7:02: Dangerfield: "I have more control of his upper body by holding on with both arms, pulling back.

"I'm using all of my upper body. I'm using all of my legs. I'm using all of my core strength to pull back Sam."

6:57: Dangerfield: "It was the safest way to control the way he landed. I felt that was the safest way to execute the tackle without giving away a free kick."

"I'm pulling back both of his arms, the centre of gravity is lower, So I'm trying to keep him upright

"The facts are you don't tackle in this way unless you're conscious of what the landing mechanism is. If I wanted to bury him, I would drive through the tackle.

"This is the complete opposite of that."

6:55: Dangerfield: "My [left] hand slips down Sam's arm. Potentially because of sweat or oil.

"I can't control his landing if I'm directly behind him."

6:50: Dangerfield: "As soon as he sees I'm coming from that direction he changes direction. He the turns in the opposite direction in order to evade the tackle.

"I knew what I was going to do in terms of the way I wanted to tackle him. If I tackled him [below the shoulders] I knew I could bring him down.

"As soon as I'm able to get a decent hold, it's 'hold on as tight as you can'. You pull back, like you're pivoting from the hips.

"I lowered my centre of gravity, and pulled my chest and chin back to reduce what the impact might be on the ground."

6:47: Dangerfield: "My first thought is regathering the ball, it then turned from gathering the ball to laying a tackle. My first reaction is to tackle [Walsh], ping him and as you can see I pull him to ground.

"When I first grabbed him it was on the arms. I was trying to grab any part of his body within the rules of the game to stop his run.

"I knew I was tackling him from behind. I was conscious of not driving through Sam. Once I grabbed Sam and had a hold of both arms, I looked to pull him back and I tried to slide my legs underneath his to absorb the force. I pulled my chest and chin back to absorb that pressure."

6:44: Dangerfield: I handballed the ball to Mitch Duncan, who fumbled it and Walsh collected the ball before I tackled him.
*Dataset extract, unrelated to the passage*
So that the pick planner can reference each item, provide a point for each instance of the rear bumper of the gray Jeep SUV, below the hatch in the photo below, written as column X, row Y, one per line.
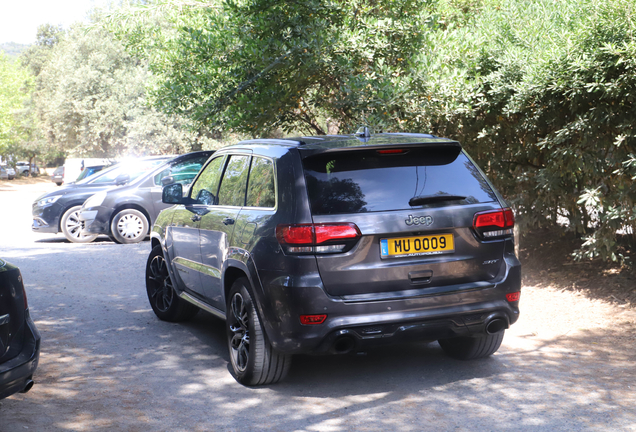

That is the only time in the game where you have absolute clarity, as you have no fatigue.

6:43: A medical report states Walsh was assessed on field but did not require ongoing treatment nor did he miss training in the following days.

Dangerfield will prove evidence.

6:39pm: Following some delay we are underway...

Dangerfield has pled not guilty to the charge of rough conduct. The Cats are arguing that Dangerfield acted reasonably in the circumstances.